• Civil society lobbyists accuse officer Rashid Ahmed of summarily executing suspects instead of subjecting them to due prosecution process.
• But police spokesman Owino says the officer “has done a good job in combating crime in the city, to the extent that now you can drive your car safely.”
Pangani-based crime buster Rashid Ahmed has not been transferred to Northeastern, according to police spokesperson Charles Owino.
Owino told the Star that the officer is doing a good job ridding Nairobi, more so the Pangani-Mathare area, of criminals.
Owino said the officer “has done a good job in combating crime in the city, to the extent that now you can drive your car safely.”
Ahmed has been condemned by civil society groups for "his heavy handedness, brutality and elimination of criminals in cold blood".
Civil society lobbyists say he and his team of five officers based at Pangani police station summarily execute suspects instead of subjecting them to due prosecution process.
But Owino said that save for a few “issues”, Ahmed is an excellent worker.
He said the agitation against him was being pushed by people linked to the gangsters being flushed out.
Social Justice Centres Working Group co-convener Wilfred Olal told the Star that 33 extrajudicial execution complaints have been filed against the officer at the Independent Police Oversight Authority (Ipoa).
Director of Public Prosecutions Noordin Haji said he had received an investigation file against the officer from Ipoa.
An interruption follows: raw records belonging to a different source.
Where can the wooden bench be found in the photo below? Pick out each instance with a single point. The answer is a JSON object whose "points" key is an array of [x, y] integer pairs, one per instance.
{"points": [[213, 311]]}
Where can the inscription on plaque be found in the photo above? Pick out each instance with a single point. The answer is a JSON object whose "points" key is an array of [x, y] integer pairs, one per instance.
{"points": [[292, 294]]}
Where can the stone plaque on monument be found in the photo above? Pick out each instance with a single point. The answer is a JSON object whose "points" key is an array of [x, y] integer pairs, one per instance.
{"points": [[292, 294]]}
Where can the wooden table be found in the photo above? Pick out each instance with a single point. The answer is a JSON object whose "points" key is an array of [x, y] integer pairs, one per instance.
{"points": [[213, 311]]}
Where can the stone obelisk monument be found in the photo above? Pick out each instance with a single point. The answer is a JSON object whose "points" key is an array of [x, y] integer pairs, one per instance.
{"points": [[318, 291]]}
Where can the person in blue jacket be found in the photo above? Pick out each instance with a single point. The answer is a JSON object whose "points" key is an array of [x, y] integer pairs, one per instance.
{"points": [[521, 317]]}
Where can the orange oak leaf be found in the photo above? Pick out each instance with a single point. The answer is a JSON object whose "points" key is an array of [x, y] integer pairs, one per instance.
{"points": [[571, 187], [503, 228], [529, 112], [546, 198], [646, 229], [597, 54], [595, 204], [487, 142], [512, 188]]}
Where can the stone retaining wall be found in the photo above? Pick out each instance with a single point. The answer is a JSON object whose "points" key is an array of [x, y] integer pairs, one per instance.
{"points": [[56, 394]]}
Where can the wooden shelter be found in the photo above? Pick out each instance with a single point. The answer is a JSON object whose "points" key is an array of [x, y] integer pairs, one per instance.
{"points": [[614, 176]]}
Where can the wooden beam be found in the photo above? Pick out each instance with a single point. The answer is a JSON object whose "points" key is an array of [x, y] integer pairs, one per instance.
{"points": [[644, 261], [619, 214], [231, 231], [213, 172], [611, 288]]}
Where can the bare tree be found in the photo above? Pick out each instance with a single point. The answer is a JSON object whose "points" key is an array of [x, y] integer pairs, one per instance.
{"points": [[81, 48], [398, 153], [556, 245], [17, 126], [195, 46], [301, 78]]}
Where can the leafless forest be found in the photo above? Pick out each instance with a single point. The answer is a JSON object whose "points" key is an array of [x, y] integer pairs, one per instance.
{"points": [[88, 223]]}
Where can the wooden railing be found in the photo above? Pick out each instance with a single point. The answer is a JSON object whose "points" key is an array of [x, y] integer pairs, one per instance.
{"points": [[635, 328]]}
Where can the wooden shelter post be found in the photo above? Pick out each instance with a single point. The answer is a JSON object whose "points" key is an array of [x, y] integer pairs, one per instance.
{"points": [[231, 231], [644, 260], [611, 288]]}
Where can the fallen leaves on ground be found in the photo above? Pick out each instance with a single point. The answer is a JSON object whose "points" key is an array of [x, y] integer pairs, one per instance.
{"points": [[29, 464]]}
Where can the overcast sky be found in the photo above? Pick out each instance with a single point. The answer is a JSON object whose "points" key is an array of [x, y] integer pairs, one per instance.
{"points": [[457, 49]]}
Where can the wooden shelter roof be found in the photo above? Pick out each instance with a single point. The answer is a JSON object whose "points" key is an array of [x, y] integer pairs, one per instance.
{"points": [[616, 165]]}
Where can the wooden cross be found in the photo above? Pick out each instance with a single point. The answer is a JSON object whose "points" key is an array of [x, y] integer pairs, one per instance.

However, he had sent it back for further investigations and also for loose ends to be tied up.
"They are yet to act of it," Haji told the Star.
On Monday, Inspector-General of Police Hillary Mutyambai confirmed on live television show that Ahmed's file is with Ipoa.
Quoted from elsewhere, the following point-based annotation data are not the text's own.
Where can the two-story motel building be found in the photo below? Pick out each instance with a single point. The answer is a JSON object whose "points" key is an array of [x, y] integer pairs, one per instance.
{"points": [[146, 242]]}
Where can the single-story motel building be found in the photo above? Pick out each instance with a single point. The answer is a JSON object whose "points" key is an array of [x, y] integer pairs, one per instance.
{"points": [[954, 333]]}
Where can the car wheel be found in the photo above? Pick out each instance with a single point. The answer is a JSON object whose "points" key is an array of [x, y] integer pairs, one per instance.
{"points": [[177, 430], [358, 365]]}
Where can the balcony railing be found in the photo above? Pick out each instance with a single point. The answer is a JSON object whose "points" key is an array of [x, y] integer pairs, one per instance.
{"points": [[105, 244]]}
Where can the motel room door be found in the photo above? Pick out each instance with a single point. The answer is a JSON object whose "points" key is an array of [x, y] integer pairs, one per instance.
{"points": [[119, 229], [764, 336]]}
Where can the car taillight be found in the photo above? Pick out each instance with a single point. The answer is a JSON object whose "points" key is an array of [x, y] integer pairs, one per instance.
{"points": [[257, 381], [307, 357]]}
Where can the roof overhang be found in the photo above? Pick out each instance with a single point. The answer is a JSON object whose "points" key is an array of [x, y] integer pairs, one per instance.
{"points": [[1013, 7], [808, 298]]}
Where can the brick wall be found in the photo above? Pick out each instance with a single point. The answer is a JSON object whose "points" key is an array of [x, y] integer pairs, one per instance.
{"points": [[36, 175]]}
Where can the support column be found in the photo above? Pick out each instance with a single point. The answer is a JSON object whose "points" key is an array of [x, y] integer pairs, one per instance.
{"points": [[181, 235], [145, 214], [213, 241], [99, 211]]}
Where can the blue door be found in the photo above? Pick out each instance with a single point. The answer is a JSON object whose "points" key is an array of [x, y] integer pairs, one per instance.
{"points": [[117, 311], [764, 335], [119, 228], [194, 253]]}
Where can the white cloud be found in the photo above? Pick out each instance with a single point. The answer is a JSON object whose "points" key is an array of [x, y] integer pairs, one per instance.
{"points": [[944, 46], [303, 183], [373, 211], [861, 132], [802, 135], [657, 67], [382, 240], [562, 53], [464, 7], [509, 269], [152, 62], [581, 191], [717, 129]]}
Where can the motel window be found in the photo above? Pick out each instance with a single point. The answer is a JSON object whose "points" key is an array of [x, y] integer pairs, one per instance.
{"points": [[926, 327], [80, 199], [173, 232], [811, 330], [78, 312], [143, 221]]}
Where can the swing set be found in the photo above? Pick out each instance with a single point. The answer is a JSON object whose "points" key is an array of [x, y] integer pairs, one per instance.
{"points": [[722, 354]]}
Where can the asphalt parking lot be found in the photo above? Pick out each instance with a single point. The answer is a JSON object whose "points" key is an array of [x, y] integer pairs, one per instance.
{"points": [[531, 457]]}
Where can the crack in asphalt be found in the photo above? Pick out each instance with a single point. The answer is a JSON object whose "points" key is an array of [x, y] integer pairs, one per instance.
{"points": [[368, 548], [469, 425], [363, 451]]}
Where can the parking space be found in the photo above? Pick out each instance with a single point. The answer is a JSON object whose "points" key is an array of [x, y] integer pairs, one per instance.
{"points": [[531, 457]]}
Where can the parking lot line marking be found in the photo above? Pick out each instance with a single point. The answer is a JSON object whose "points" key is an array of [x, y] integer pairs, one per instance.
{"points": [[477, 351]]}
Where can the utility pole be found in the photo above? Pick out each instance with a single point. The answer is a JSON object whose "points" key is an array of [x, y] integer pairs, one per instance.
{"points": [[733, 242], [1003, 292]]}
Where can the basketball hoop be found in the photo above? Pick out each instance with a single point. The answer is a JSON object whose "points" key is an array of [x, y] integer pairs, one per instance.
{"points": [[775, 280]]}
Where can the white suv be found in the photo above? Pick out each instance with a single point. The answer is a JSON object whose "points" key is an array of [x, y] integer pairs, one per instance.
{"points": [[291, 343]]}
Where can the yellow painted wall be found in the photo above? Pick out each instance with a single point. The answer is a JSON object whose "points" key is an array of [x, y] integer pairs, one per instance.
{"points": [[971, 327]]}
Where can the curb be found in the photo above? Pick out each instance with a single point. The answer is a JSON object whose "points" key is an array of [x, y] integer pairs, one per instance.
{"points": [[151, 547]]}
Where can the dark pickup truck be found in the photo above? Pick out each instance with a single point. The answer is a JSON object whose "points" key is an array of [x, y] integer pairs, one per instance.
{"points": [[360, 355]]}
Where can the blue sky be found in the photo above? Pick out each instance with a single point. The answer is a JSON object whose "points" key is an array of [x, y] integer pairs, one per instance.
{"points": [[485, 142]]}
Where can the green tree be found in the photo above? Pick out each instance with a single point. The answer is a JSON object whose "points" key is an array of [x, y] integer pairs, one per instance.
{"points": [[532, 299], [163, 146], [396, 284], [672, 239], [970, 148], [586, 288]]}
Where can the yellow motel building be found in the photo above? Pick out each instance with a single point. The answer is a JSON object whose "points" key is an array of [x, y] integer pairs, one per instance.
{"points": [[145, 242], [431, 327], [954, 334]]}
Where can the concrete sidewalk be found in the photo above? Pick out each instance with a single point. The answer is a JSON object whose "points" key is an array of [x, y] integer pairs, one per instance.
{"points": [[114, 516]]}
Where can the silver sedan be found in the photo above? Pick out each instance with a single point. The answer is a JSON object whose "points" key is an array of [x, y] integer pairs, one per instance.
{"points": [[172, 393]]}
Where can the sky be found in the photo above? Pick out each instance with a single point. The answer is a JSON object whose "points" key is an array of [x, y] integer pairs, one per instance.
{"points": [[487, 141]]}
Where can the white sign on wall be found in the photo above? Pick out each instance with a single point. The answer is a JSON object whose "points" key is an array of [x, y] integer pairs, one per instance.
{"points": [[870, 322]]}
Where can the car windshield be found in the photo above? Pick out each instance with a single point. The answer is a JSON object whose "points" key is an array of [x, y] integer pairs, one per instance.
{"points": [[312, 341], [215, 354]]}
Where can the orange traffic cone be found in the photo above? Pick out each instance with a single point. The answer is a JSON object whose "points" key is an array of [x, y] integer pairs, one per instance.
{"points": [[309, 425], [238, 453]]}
He was non-committal about his transfer to Habaswein in Northeastern.
Social media reports had indicated that the crime buster had been shoved to the far off station.
Owino painted a dim picture of Nairobi before the officer was brought in.
“This officer is very popular in Eastleigh and Mathare because he has managed to weed out marauding criminal gangs in the informal settlements,” he said.
According to him, "if a vote was held in the area on whether the officer should remain or moved, 98 per cent of the residents would support his stay. The two per cent against him would probably be the criminals he is up against."
He said those against the officer were yet to encounter the mean and violent criminals of the city.
"You are young and did not see how criminals and robbers ruled the streets of Nairobi years back. People who know how these criminals behave appreciate the work police officers do," Owino said.